The newest case has arisen in Nevada, where Marine Corps veteran Stephen Lara and his lawyers from the Institute for Justice filed a case charging that officers with the Nevada Highway Patrol took $86,900 from him and kept it, even though he was not accused of committing any crime, much less charged.
The Institute said the case was triggered last February when Lara was “robbed in plain sight” while driving down a Nevada highway to visit his daughters.
“The officers fabricated a reason to stop Lara, detained him for more than an hour, and eventually left with his entire life savings. The officers never alleged he’d done anything illegal—let alone, charged him with any crime—and yet they left him penniless, standing on the side of the road,” the institute reported.
“Stephen is just one of the latest victims of policing for profit—the unconstitutional practice of using civil forfeiture to seize and keep innocent Americans’ cash, cars, and other property. Under civil forfeiture, police and prosecutors can take ordinary Americans’ property without ever charging them with a crime. Civil forfeiture flips ‘innocent until proven guilty’ on its head, and forces property owners to hire an attorney and prove their innocence in court to get their property back. Worse still, the federal government pays state officers to abuse civil forfeiture through a program called ‘equitable sharing’ in which state officers can seize money, hand it over to the federal government to do all the work forfeiting it, and then get most of the forfeited money returned as a kickback,” the legal team explained.

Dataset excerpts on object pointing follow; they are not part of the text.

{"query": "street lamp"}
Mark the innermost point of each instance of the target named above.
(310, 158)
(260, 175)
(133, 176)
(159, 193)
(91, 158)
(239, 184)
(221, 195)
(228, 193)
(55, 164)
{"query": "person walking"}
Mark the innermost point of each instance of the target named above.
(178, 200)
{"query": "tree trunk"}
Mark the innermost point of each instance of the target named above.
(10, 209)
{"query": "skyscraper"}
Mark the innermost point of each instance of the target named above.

“Carrying around cash is not a crime,” said Wesley Hottot, a senior attorney at the Institute for Justice, which represents Stephen. “Stephen did nothing wrong. He isn’t charged with any crime and the government isn’t even willing to defend this seizure in court. Innocent people shouldn’t lose their property like this. It should be clear that civil forfeiture is inherently abusive, and with this lawsuit, we hope to put an end to legally-condoned highway robberies.”

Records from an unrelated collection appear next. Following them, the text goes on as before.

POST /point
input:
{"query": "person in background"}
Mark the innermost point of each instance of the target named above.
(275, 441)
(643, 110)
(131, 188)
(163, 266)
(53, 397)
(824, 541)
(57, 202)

The lawyers revealed information from the court case that casts a shadow over the officers’ actions, including that patrol officers followed Lara for “a time,” and stopped him when he changed lanes behind a tanker truck.

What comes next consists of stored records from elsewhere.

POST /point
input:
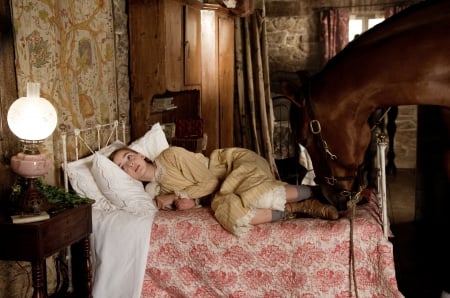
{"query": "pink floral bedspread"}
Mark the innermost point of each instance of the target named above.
(192, 256)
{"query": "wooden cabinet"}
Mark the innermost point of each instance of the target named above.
(177, 46)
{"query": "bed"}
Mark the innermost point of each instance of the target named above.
(139, 251)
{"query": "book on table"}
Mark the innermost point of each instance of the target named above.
(26, 218)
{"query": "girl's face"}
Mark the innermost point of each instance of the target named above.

Body and dash cameras reveal at that point, “the officer says, ‘there you go,’ and proceeds to pull him over. The officer says he’s pulling Stephen over to ‘make sure everything is okay.’ The stop was a pretext to ask Stephen about his trip, and ‘a bunch of silly questions,’ like ‘[are there] any large amounts of United States currency in the vehicle.'”
The legal team explained Lara has kept his savings in cash for years, and has recently come close to his goal of buying a home.
“So when the officer asked him about carrying cash, Stephen said ‘yes.’ When the officer asked to search his car, he said ‘yes.’ And when the officer asked about the source of the cash, Stephen showed him over two years’ worth of bank receipts. Stephen did everything he was told, and answered every question he was asked,” the legal team noted.
Eventually, the officer who stopped him wanted him released, by his sergeant overruled him, and ordered the seizure of Lara’s money.
“It never occurred to me just how vast and immoral civil forfeiture was until I was robbed of my hard-earned money on the side of the road by a bunch of rogue pirates with badges and guns,” said Lara. “Police officers have a duty to protect and serve the public, not rob them of their life savings. I fought in Afghanistan and Iraq. I’ve seen abuses by government firsthand. I never thought I’d see it in my own country.”
The officers then worked with the Drug Enforcement Administration to process the seizure, as they would get an 80% “kickback.”
It now has been months, and the government has missed deadlines for returning his money or filing a case.
All it has done is keep the money.
“Civil forfeiture creates a perverse profit incentive that turns ordinary law-abiding cops into legally-sanctioned robbers,” said IJ Attorney Ben Field. “The right thing to do now—and indeed, the only legal thing to do—is for the government to return Stephen’s money immediately, with interest, and with no strings attached.”